In the Western Pacific:

Tropical storm Pewa is located approximately 242 nm northeastward of Wake Island.

Tropical storm Trami is located approximately 107 nm west-northwestward of Taipei, Taiwan.

Severe Tropical Storm Trami has struck a heavily populated northern Taiwan, prompting schools and offices to close down as heavy rains – up to 2 feet – triggered landslides. A deadly combination of monsoon rains and heavy rainfall from Tropical Storm Trami swamped the northern Philippines on Monday and Tuesday.

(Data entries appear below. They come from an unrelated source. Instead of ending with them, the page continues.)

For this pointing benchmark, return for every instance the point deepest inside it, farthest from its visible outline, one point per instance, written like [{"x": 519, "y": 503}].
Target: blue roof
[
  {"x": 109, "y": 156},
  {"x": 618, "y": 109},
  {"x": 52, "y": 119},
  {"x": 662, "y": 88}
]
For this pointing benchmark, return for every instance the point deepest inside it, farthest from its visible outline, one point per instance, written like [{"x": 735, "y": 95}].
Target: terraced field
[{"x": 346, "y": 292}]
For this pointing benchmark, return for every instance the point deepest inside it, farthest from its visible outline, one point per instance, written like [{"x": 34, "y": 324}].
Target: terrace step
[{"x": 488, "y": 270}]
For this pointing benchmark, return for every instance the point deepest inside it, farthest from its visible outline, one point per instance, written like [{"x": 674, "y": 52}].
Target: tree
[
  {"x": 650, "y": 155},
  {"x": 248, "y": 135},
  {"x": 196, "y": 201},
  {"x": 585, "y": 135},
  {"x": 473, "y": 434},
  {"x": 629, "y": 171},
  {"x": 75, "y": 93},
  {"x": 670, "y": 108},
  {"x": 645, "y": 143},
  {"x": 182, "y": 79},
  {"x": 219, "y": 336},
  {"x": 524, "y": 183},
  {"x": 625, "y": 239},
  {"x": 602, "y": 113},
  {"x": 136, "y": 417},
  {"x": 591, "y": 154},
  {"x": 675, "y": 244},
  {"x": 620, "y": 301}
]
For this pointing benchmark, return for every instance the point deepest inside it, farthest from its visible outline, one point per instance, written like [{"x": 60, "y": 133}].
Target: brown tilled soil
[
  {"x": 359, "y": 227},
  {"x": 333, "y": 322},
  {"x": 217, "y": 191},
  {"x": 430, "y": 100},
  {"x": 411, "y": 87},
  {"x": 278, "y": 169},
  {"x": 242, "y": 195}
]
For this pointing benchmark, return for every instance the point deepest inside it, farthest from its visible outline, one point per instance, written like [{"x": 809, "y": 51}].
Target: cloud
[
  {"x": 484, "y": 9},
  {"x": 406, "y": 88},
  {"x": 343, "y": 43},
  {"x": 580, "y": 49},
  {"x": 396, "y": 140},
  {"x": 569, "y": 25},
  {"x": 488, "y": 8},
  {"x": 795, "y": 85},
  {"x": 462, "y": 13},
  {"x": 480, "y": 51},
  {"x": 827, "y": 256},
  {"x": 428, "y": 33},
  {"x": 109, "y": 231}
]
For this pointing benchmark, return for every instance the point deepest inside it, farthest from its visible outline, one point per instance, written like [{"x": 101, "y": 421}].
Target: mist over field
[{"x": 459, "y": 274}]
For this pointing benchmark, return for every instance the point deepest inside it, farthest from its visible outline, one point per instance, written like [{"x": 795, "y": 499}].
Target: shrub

Typhoon Trami batters China – Packing winds of 126 km/h, the 12th tropical storm to hit China this year made landfall in the coastal areas of Fuqing City early on Thursday. Trami has slammed into China, bringing more rain and threatening to worsen severe flooding that has so far left 575 dead and 340 missing.

NewsBytes:

Floods in Darfur, Sudan have claimed the lives of at least five people and injured seventeen others.

Environment

Global sea level rise temporarily dampened by 2010-11 Australia floods

Three atmospheric patterns came together above the Indian and Pacific Oceans in 2010 and 2011. When they did, they drove so much precipitation over Australia that the world’s ocean levels dropped measurably.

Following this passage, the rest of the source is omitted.